Il produttore

A Cademario, dove si divena eroi

L’avventurosa storia della cantina Monti vive un nuovo capitolo: Sabrina, figlia di Ivo, è entrata in azienda
Mattia Bertoldi
07.03.2022 17:00

È più o meno all’altezza di Bosco Luganese che ho realizzato quanto sia difficile trovare un taglio nuovo col quale descrivere la cantina Monti. Il sito dell’azienda è infatti già così ricco di storie e personaggi avvincenti che basterebbe raccontare quelli. Li ho ripercorsi mentre affrontavo in moto i tornanti verso Cademario: c’è Sergio Monti, il fondatore che nel 1976 ha prodotto il primo vino separando gli acini dai raspi a mano, su una ramina da pollaio. C’è il figlio Delio, l’artista che a New York ha perfezionato la sua tecnica di disegno al buio e qui ha realizzato le etichette e progettato le cantine. E infine c’è Ivo, che a 15 anni è diventato mozzo e ha fatto carriera nella marina mercantile.

Svolto verso la zona dei Ronchi di Cademario, così ripida che mi tocca scalare in prima per non surriscaldare i dischi dei freni. “La forte pendenza dei nostri vitigni” mi racconta Ivo, “ci obbliga a lavorare senza quasi l’ausilio delle macchine, con conseguente aumento della fatica e dei costi. E anche se le nostre viti sono esposte a più sole e godono di ottimo drenaggio, la quantità di grappoli che decidiamo di raccogliere è molto piccola. Leggi cosa c’è scritto su quell’etichetta”.
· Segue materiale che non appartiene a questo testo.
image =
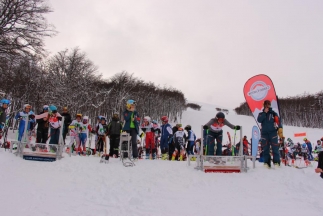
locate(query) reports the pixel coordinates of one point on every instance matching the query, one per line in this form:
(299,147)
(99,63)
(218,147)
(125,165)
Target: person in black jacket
(67,122)
(114,131)
(43,126)
(319,168)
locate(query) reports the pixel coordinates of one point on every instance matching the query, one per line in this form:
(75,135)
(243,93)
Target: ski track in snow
(80,185)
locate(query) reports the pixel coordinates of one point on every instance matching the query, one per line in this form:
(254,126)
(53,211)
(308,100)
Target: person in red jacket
(245,145)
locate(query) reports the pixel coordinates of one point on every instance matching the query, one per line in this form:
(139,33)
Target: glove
(280,132)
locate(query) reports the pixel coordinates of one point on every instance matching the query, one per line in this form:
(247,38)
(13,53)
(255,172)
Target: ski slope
(80,185)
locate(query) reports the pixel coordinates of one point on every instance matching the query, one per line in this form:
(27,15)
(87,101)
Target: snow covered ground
(82,186)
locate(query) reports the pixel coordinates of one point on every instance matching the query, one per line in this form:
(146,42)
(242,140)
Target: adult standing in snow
(166,134)
(310,149)
(55,125)
(270,124)
(191,137)
(319,168)
(114,129)
(22,117)
(213,130)
(3,116)
(171,143)
(67,122)
(43,126)
(131,125)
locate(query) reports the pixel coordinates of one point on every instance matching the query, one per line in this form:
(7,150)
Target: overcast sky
(206,48)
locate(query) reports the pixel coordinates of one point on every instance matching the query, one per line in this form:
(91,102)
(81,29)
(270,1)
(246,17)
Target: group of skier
(174,143)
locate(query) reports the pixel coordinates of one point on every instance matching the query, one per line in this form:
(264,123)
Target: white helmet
(27,106)
(147,118)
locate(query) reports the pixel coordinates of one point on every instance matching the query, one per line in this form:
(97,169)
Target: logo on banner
(255,134)
(258,90)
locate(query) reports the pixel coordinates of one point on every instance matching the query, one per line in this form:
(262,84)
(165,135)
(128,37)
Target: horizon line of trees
(301,110)
(69,78)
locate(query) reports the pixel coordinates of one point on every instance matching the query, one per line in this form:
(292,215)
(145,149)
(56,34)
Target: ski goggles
(221,119)
(131,102)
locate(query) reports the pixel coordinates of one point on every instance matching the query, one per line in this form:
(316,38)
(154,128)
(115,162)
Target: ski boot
(181,158)
(267,165)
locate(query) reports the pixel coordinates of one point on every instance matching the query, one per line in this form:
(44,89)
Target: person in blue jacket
(131,125)
(3,116)
(270,125)
(166,134)
(22,117)
(191,137)
(310,149)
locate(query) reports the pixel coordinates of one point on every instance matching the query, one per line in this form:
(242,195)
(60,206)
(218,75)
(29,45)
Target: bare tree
(23,27)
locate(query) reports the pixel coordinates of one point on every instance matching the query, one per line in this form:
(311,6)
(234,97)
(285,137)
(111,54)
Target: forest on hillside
(301,110)
(68,78)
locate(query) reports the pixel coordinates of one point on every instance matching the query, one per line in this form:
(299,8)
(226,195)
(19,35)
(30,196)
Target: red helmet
(164,119)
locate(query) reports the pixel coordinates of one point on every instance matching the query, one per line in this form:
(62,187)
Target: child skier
(291,153)
(310,149)
(43,126)
(157,135)
(149,130)
(55,124)
(191,140)
(85,129)
(179,144)
(304,152)
(101,133)
(3,116)
(319,168)
(114,131)
(74,132)
(166,133)
(22,117)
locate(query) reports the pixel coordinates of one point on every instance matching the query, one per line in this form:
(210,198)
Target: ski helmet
(85,118)
(4,101)
(53,108)
(267,102)
(147,118)
(220,115)
(27,106)
(115,116)
(164,119)
(188,127)
(130,102)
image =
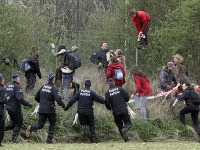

Dal tavolo prendo una bottiglia di Canto della terra (Merlot al 100%): “33 quintali per ettaro”.

“Significa che per ogni metro quadro raccogliamo solo 330 grammi di uva”.

Un numero molto basso (frutto di una “feroce” selezione, come si legge sul sito internet) che privilegia la qualità. È per questo che le bottiglie di casa Monti vincono regolarmente diversi premi, tra cui quelli riservati ai vini eroici (ribattezzati così poiché frutto di vigneti piantati in zone impervie). I nomi hanno il gusto del territorio e del senso di appartenenza: Rovere (Merlot al 100%), Malcantone in versione bianco e rosso, SM (dedicato a Sergio Monti, Merlot al 70% e Cabernet-Franc al 30%).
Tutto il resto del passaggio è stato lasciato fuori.